Aled Edwards: Open Source Leads to Medicine Discovery for Kids' Rare Diseases

Billions are lost to patenting and lab secrets while children unnecessarily die. Thanks to Aled Edwards, stakeholders join secret-free forces to create affordable drugs.
AledEdwards_Lab
Source: AledEdwards_Lab

Professor and Ashoka Fellow Aled Edwards was a traditional biologist and researcher working in academia. But he became increasingly frustrated by a biomedical and drug discovery system that does not deliver. For example, despite billions of dollars of investment in basic research, too little is known about the cause of Parkinson’s Disease, though it was first described in 1817. And when life-saving drugs are discovered, they are often only available to those who can afford them; the first drug released to treat HIV cost $8,000--equivalent to $17,000 today--prohibitive to many patients.

To create a more efficient and equitable system, Aled created the Structural Genomics Consortium (SGC), which utilizes open science practices--research and ideas are made available rather than kept proprietary--to help make life-impacting discoveries for a fraction of the cost and time. Funded by the Canadian, among other, governments, charities and pharmaceutical companies, the SGC brings together a community of like-minded scientists around the world.

From the beginning, SGC has been a success. One of the initial collaborations brought together science from Oxford University, Harvard University, GlaxoSmithKline and Mitsubishi Tanabe to discover a break-through cancer-killing molecule. Since then, SGC has provided thousands of molecules to the biomedical community. These have catalyzed many thousands of scientific papers and over 50 new clinical trials in cancer.

In recent years, the open science movement championed by the SGC is growing in popularity around the world. Hundreds of millions of dollars have been invested in additional open science projects, including by established health research investors such as Tata Trusts in India and at the Montreal Neurological Institute.

Building on this open science momentum, in 2017, Aled launched the world's first open drug discovery company, Medicines for Kids (M4K), to focus on rare conditions afflicting children.

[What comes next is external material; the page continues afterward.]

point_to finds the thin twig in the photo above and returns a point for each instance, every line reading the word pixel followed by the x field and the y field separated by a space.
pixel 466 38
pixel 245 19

M4K is sharing all the science on its ongoing projects and is owned entirely by a charity whose innovative business model maintains the control necessary to set an affordable price for all. 

M4K’s first project is a rare and uniformly fatal tumor called DIPG. Though it accounts for 10 to 15 percent of all brain tumors in children, the rarity of the disease means that for-profit pharmaceutical companies cannot justify conducting research for a cure. 

But that means all the more justification for Aled and his collaborators.